Мама говорит, что это было время, когда не работали магазины и невозможно было достать ни горячего шоколада, ни игрушек, ни пеленок, а улицы словно вымерли. Все погрузилось в молчание и оцепенение. Битва за недосягаемые десять миллионов тонн сахара завершилась, и жизнь замерла. Лишь пронизывающий сырой ветер дул с моря, принося с собой холод, и мама, вспомнив про «европы» и письма уехавших друзей, решила назвать меня Ньеве. Этого я ей никогда не прощу. Я всегда стеснялась своего имени. Каждое лето, плавая в теплом море, я слышала мамин голос с берега: «Ньеве! Ньеве! Ньеве!», и, выбравшись на горячий песок, была готова растаять от стыда. Кому взбредет в голову дать девочке такое имя на жаркой Кубе?
Только моей матери.
Я призналась ей, что о детстве мне всегда странным образом напоминает наш гардероб. Когда я его открываю и вижу одежду, которую когда-то носила, передо мной встает история всей моей жизни и жизни моих друзей. Один за другим они уезжали, оставляя мне что-нибудь из тряпок. Дания перед отъездом в Майами подарила мне две пары джинсов, которые я носила до недавнего времени, хотя в конце они уже были штопаные-перештопаные. К счастью, тогда мода до нас не доходила, и в дело шла любая тряпка. Теперь другое дело — людям стало важно, что носят в мире, информацию об этом они получают от тех, кто ездит за границу. А еще я вспоминаю платья шестидесятых, которые мама самозабвенно переделывала, создавая странноватые модели. Фаусто оставил несколько рубашек, превратившихся в платья для нас обеих. В моем платяном шкафу остались следы каждого из тех, кто уехал и захотел нам что-то подарить.
Отключили свет, хотя еще очень рано. Мама уснула.
Я знаю, что она скучает по своим друзьям, и не могу запретить ей приглашать их к нам.
Моя мать продолжает жить в общежитии Школы искусств с его двухъярусными койками и мобилизациями. Будет лучше, если я найду себе кусочек пространства в другом месте. Здесь же все принадлежит ей, и я не могу отказать ей в стремлении устроить свой мир, реализовать свой «проект» так, как она хочет, и таким, каким он был всегда. Я сдаюсь.
Ждала сегодня Лусию у дверей бара («Ангел крыш»), как вдруг здание напротив обрушилось в мгновение ока. Рухнуло прямо у меня на глазах как ни в чем не бывало — молниеносно исчезло, бросив к моим ногам маленькое растрескавшееся стеклышко.
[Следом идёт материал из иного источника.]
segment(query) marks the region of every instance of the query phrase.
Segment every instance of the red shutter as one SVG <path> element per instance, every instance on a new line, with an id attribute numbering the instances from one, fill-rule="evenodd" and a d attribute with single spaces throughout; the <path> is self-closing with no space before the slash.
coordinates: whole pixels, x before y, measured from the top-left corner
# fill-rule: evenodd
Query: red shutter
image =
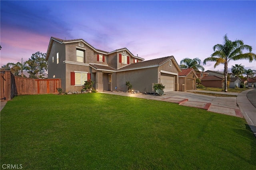
<path id="1" fill-rule="evenodd" d="M 122 54 L 119 54 L 119 63 L 122 63 Z"/>
<path id="2" fill-rule="evenodd" d="M 87 80 L 91 79 L 91 74 L 90 73 L 87 73 Z"/>
<path id="3" fill-rule="evenodd" d="M 70 80 L 71 82 L 71 85 L 75 85 L 75 72 L 70 72 Z"/>

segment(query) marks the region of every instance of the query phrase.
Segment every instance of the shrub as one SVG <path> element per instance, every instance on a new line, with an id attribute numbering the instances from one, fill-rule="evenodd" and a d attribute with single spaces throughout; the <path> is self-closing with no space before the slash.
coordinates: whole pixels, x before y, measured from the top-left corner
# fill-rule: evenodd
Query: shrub
<path id="1" fill-rule="evenodd" d="M 162 83 L 156 83 L 154 85 L 153 89 L 155 92 L 160 96 L 161 96 L 164 94 L 164 89 L 165 88 Z"/>
<path id="2" fill-rule="evenodd" d="M 240 88 L 245 88 L 245 85 L 244 83 L 240 84 Z"/>
<path id="3" fill-rule="evenodd" d="M 92 85 L 93 85 L 94 83 L 94 82 L 90 79 L 87 81 L 85 81 L 84 84 L 83 85 L 83 88 L 82 89 L 82 91 L 89 92 L 92 88 Z"/>
<path id="4" fill-rule="evenodd" d="M 129 91 L 129 92 L 131 91 L 131 90 L 132 89 L 132 84 L 130 82 L 130 81 L 126 81 L 126 83 L 125 83 L 125 85 L 127 86 L 127 87 L 128 88 L 128 91 Z"/>
<path id="5" fill-rule="evenodd" d="M 59 92 L 59 95 L 61 94 L 62 93 L 62 89 L 61 88 L 57 88 L 57 91 Z"/>
<path id="6" fill-rule="evenodd" d="M 197 89 L 205 89 L 205 87 L 202 85 L 196 85 L 196 88 Z"/>

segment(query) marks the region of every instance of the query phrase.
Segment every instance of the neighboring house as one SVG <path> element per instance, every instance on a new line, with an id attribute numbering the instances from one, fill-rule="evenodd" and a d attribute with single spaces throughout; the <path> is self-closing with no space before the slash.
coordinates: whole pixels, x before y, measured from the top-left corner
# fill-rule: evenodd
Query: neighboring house
<path id="1" fill-rule="evenodd" d="M 162 83 L 165 92 L 178 90 L 181 71 L 173 56 L 142 61 L 144 59 L 123 48 L 109 52 L 98 49 L 83 39 L 63 40 L 52 37 L 46 53 L 48 77 L 61 79 L 64 92 L 80 91 L 91 79 L 98 91 L 132 89 L 152 92 L 154 83 Z"/>
<path id="2" fill-rule="evenodd" d="M 202 71 L 197 71 L 196 72 L 196 75 L 201 79 L 204 76 L 207 76 L 209 75 L 209 73 Z"/>
<path id="3" fill-rule="evenodd" d="M 229 88 L 240 87 L 240 85 L 242 82 L 240 77 L 231 77 Z"/>
<path id="4" fill-rule="evenodd" d="M 201 79 L 201 84 L 206 87 L 222 88 L 223 80 L 222 77 L 208 75 L 204 77 Z"/>
<path id="5" fill-rule="evenodd" d="M 196 81 L 198 77 L 194 69 L 182 69 L 179 73 L 179 91 L 186 91 L 196 88 Z"/>
<path id="6" fill-rule="evenodd" d="M 254 85 L 255 87 L 256 85 L 256 78 L 248 78 L 248 87 L 252 87 L 252 84 Z"/>
<path id="7" fill-rule="evenodd" d="M 216 75 L 216 76 L 221 77 L 224 77 L 224 72 L 223 71 L 219 71 L 218 70 L 218 71 L 213 71 L 213 70 L 207 70 L 205 72 L 206 73 L 207 73 L 209 74 L 208 75 L 208 76 Z M 228 73 L 228 74 L 230 75 L 230 77 L 235 77 L 233 74 L 233 73 Z"/>

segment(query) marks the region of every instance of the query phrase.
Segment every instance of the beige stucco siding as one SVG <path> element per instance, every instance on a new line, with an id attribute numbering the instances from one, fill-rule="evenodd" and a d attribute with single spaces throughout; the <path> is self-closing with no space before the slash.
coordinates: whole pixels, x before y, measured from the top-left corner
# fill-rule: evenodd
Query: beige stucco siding
<path id="1" fill-rule="evenodd" d="M 127 91 L 125 83 L 128 81 L 132 85 L 133 90 L 142 93 L 152 93 L 152 83 L 158 83 L 157 67 L 118 72 L 116 74 L 118 91 Z"/>
<path id="2" fill-rule="evenodd" d="M 161 75 L 166 75 L 174 77 L 174 90 L 178 91 L 178 70 L 173 63 L 174 62 L 172 60 L 171 66 L 170 65 L 170 62 L 168 61 L 160 66 L 158 68 L 158 83 L 161 83 Z"/>

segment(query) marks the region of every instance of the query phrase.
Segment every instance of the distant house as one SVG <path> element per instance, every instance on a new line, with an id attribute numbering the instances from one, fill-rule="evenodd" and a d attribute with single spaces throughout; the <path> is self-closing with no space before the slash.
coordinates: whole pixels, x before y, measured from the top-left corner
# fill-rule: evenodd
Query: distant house
<path id="1" fill-rule="evenodd" d="M 216 76 L 218 76 L 218 77 L 224 77 L 224 72 L 223 71 L 213 71 L 213 70 L 207 70 L 205 72 L 209 74 L 208 75 L 208 76 L 216 75 Z M 233 74 L 233 73 L 228 73 L 228 74 L 230 75 L 230 77 L 235 77 Z"/>
<path id="2" fill-rule="evenodd" d="M 240 85 L 242 82 L 240 77 L 230 77 L 229 88 L 240 87 Z"/>
<path id="3" fill-rule="evenodd" d="M 256 85 L 256 79 L 255 78 L 248 78 L 248 87 L 252 87 L 252 84 L 254 85 L 254 87 Z"/>
<path id="4" fill-rule="evenodd" d="M 195 89 L 196 81 L 198 78 L 192 68 L 182 69 L 179 73 L 179 91 L 186 91 Z"/>
<path id="5" fill-rule="evenodd" d="M 147 61 L 126 48 L 107 52 L 96 49 L 84 40 L 51 38 L 46 53 L 49 78 L 61 79 L 62 91 L 80 91 L 91 79 L 98 91 L 132 89 L 152 92 L 155 83 L 165 86 L 165 92 L 178 90 L 181 69 L 173 56 Z"/>
<path id="6" fill-rule="evenodd" d="M 224 78 L 216 75 L 205 76 L 201 79 L 201 84 L 206 87 L 222 88 Z"/>
<path id="7" fill-rule="evenodd" d="M 204 76 L 207 76 L 209 75 L 209 73 L 206 73 L 206 72 L 203 71 L 197 71 L 196 72 L 196 75 L 200 79 L 202 79 Z"/>

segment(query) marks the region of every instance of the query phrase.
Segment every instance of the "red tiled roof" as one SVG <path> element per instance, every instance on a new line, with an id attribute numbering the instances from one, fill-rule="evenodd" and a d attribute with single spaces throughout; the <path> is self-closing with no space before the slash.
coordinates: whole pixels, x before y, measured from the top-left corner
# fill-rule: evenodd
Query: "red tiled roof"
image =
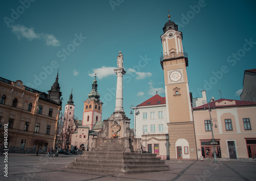
<path id="1" fill-rule="evenodd" d="M 145 106 L 153 105 L 165 104 L 165 97 L 162 97 L 158 94 L 155 95 L 151 98 L 148 99 L 146 101 L 139 104 L 139 106 Z"/>
<path id="2" fill-rule="evenodd" d="M 245 71 L 252 72 L 253 73 L 256 73 L 256 69 L 250 69 L 250 70 L 245 70 Z"/>
<path id="3" fill-rule="evenodd" d="M 231 104 L 231 105 L 216 105 L 216 103 L 220 103 L 222 101 L 227 101 L 229 102 L 232 102 L 233 101 L 236 101 L 236 104 Z M 250 105 L 256 105 L 256 102 L 250 102 L 250 101 L 239 101 L 237 100 L 233 100 L 233 99 L 220 99 L 219 100 L 217 100 L 216 101 L 211 102 L 210 102 L 210 107 L 212 108 L 213 105 L 214 105 L 215 108 L 217 107 L 237 107 L 237 106 L 250 106 Z M 206 108 L 208 108 L 208 103 L 202 105 L 200 106 L 198 106 L 196 107 L 193 108 L 193 110 L 195 109 L 201 109 L 204 108 L 204 107 L 205 107 Z"/>

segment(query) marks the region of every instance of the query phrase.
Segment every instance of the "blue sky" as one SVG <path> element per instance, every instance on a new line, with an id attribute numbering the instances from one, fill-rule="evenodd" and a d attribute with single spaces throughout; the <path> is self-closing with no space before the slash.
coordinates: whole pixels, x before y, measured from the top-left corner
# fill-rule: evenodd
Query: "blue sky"
<path id="1" fill-rule="evenodd" d="M 115 106 L 116 57 L 123 55 L 123 106 L 165 96 L 160 36 L 179 26 L 188 53 L 189 91 L 240 100 L 244 71 L 256 68 L 255 1 L 5 1 L 0 14 L 0 76 L 47 93 L 58 69 L 64 106 L 73 88 L 75 115 L 97 71 L 102 120 Z"/>

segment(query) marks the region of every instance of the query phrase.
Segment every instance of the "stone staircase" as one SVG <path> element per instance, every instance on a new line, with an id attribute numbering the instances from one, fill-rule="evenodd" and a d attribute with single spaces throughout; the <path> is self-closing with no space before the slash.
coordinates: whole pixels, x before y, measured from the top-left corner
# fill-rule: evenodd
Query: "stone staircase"
<path id="1" fill-rule="evenodd" d="M 169 170 L 156 154 L 125 152 L 123 148 L 116 140 L 109 140 L 93 151 L 83 151 L 66 168 L 111 174 Z"/>

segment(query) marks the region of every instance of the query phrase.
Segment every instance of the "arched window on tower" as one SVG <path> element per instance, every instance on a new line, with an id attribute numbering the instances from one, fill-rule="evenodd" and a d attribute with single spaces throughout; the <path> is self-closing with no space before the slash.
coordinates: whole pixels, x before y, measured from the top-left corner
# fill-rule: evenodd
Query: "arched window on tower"
<path id="1" fill-rule="evenodd" d="M 29 104 L 29 106 L 28 107 L 28 111 L 31 111 L 32 109 L 32 103 L 30 103 Z"/>
<path id="2" fill-rule="evenodd" d="M 6 96 L 5 95 L 2 96 L 1 101 L 0 102 L 0 103 L 3 104 L 5 104 L 6 99 Z"/>
<path id="3" fill-rule="evenodd" d="M 18 103 L 18 100 L 16 98 L 13 99 L 12 101 L 12 107 L 17 107 L 17 103 Z"/>

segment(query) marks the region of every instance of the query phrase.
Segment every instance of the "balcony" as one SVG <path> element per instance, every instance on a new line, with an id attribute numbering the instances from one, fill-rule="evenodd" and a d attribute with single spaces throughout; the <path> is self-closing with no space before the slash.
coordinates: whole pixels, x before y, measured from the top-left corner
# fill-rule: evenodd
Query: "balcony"
<path id="1" fill-rule="evenodd" d="M 182 52 L 172 52 L 169 54 L 164 55 L 160 58 L 161 65 L 162 68 L 163 69 L 163 62 L 166 60 L 169 60 L 173 59 L 177 59 L 178 58 L 185 58 L 185 61 L 186 62 L 186 66 L 188 66 L 188 61 L 187 57 L 187 53 Z"/>

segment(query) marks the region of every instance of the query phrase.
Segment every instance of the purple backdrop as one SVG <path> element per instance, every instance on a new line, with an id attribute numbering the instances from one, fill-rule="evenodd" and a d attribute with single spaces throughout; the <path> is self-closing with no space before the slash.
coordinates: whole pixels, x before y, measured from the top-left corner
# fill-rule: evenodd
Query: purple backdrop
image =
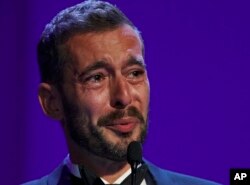
<path id="1" fill-rule="evenodd" d="M 37 100 L 36 44 L 79 0 L 4 0 L 1 7 L 1 184 L 41 177 L 66 156 L 59 124 Z M 229 184 L 250 167 L 250 3 L 112 0 L 142 31 L 151 81 L 145 157 Z"/>

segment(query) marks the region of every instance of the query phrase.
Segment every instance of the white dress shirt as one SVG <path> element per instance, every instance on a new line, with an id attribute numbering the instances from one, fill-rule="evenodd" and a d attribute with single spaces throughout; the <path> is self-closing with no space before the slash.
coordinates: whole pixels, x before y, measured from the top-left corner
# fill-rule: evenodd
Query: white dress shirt
<path id="1" fill-rule="evenodd" d="M 69 155 L 67 155 L 67 157 L 64 159 L 64 164 L 68 167 L 70 173 L 78 178 L 81 178 L 81 173 L 79 171 L 78 165 L 77 164 L 73 164 L 70 160 Z M 131 173 L 131 169 L 128 169 L 124 174 L 122 174 L 118 179 L 116 179 L 116 181 L 113 184 L 120 184 L 122 183 L 122 181 L 124 179 L 126 179 L 127 176 L 129 176 Z M 103 178 L 100 178 L 104 184 L 110 184 L 109 182 L 107 182 L 106 180 L 104 180 Z M 143 179 L 141 185 L 147 185 L 145 179 Z"/>

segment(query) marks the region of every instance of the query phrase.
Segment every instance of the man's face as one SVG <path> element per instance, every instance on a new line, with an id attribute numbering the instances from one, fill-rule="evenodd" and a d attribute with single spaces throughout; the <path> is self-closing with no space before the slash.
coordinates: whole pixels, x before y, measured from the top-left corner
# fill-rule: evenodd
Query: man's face
<path id="1" fill-rule="evenodd" d="M 64 122 L 79 146 L 111 160 L 126 159 L 131 141 L 147 132 L 149 82 L 138 34 L 128 25 L 78 34 L 66 43 Z"/>

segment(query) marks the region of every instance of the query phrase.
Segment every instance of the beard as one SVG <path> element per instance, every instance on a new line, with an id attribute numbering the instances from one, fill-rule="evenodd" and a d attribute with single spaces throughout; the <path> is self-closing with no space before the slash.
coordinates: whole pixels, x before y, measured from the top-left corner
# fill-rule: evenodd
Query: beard
<path id="1" fill-rule="evenodd" d="M 143 143 L 146 138 L 148 129 L 147 118 L 144 119 L 142 113 L 134 106 L 130 106 L 126 110 L 116 110 L 103 115 L 99 117 L 97 124 L 92 123 L 87 110 L 80 109 L 79 106 L 68 101 L 65 96 L 63 107 L 66 126 L 72 140 L 80 147 L 97 156 L 113 161 L 126 161 L 129 143 L 132 141 Z M 132 137 L 133 131 L 128 133 L 114 132 L 119 141 L 114 142 L 108 139 L 104 134 L 105 125 L 125 116 L 139 120 L 139 132 L 136 137 Z"/>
Лежа на асфальте, я вдруг отчетливо поняла, что могла бы превратиться в пыль, такую же пыль, какая летает везде по Старой Гаване, и похолодела, почувствовав себя совсем незащищенной. Впрочем, я ни капельки не пострадала, хотя меня сразу же подхватили, и я увидела вокруг себя сомкнувшуюся толпу, всех этих людей, организовавшихся, чтобы помочь. Меня усадили в древний зеленый автомобиль пятидесятых годов и повезли в Морской госпиталь. Все произошло так быстро, что я не успела ничего осознать.
Боже мой, я ощутила, что Гавана рушится, и вспомнила, что и наш дом объявлен непригодным для проживания. Что же будет с мамой и со мной? Не придется ли нам в конце концов перебираться в общежитие?
Пришли врачи, чтобы оказать мне помощь, но ничего не нашли. Абсолютно ничего. Я спокойно лежала на носилках, хотя в душе была напугана. Они спросили мой номер телефона, чтобы сообщить обо мне родственникам, и только тут я сообразила, что у меня нет телефона, по которому можно было бы дозвониться до мамы, и что она так никогда и не узнает, где находится Морской госпиталь. Впрочем, она совершенно не знает города и к тому же очень рассеянная, а потому в любом случае не найдет сюда дорогу, обязательно заблудится. В конце концов я встала и пошла пешком в сторону Касабланки. Миновала бухту и прошагала еще несколько километров, размышляя о случившемся.